Support Questions

Find answers, ask questions, and share your expertise

Where's KUDU stores own tables?

avatar

Hi.

Where's KUDU stores own tables?

 

I create testing kudu-table 

CREATE TABLE impala_kudu.krg_test_table (
    id int not nULL,
    col1 int NULL,
    col2 STRING NULL,
    col3 float COMMENT 'only for test',
    PRIMARY KEY (id)
)
PARTITION BY HASH (id) PARTITIONS 10
COMMENT 'new testing kudu table'
STORED AS KUDU
TBLPROPERTIES ('test_arg'='test_value1','test_arg2'='test_value','comment'='arg comment','comment1'='arg comment','kudu.master_addresses'='hozd8:7051', 'kudu.num_tablet_replicas' = '1');

 

Then insert into it some data:

insert into impala_kudu.krg_test_table
    values(1,14,"qql",3.7);
insert into impala_kudu.krg_test_table
    values(2,59,"adasdasd",6);

 

Now i see in "hive metastore" table location: it shows me next

hdfs://hozd8:8020/user/hive/warehouse/impala_kudu.db/krg_test_table

But such file-path is empty!

 

Where's data? Where kudu stores it?

 

 

PS: i need to admin partitions - add it, drop it and so on... But i don't know where it stores, so i can't do anything.

4 REPLIES 4

avatar
Super Guru
Kudu is different from HDFS. The data you inserted into Impala KUDU table stored in Kudu side. You can check Kudu's table via Kudu's web UI or using Kudu commands:
https://kudu.apache.org/docs/command_line_tools_reference.html

And Kudu user guide can be found here:
https://www.cloudera.com/documentation/enterprise/latest/PDF/cloudera-kudu.pdf

I am not a kudu guy, so can't share more info, but hopefully you can get what you are after from the links.

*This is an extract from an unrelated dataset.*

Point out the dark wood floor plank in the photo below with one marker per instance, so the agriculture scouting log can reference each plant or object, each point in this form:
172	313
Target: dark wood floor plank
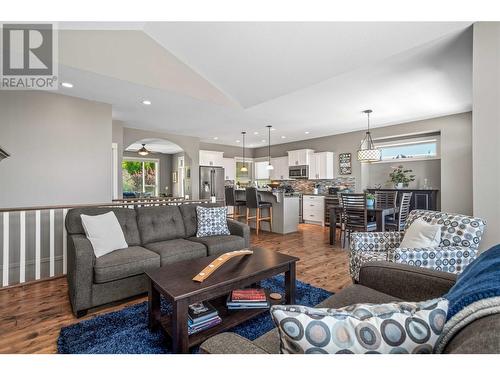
32	315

But the operations you mentioned like add or drop partitions, you should be able to do it via Impala, that's the purpose of impala and kudu integration.

Cheers

avatar
Super Collaborator

EricL is correct, you don't need to worry about files with Kudu in the same way that you have to worry about them with typical Hive tables. Kudu stores its data directly on ext4 in a distributed way and does not use HDFS.

 

You can take a look at where Kudu is storing its data on the local file system if you go into Cloudera manager and take a look at how the --fs-data-dirs and --fs-wal-dir configuration options are set up across the various Tablet Server nodes.

 

Hope that helps,

Mike

 

avatar
Ok, thanks.
But we just kill our kudu-server. So we can use kudu only from Impala.

avatar
Super Collaborator

Kudu runs as a separate service that Impala talks to (like HDFS runs as a separate service from Impala) so you have to have Kudu running somewhere for it to work. However you don't have to run Kudu on the same servers that you run Impala on -- remote reads are supported over the network.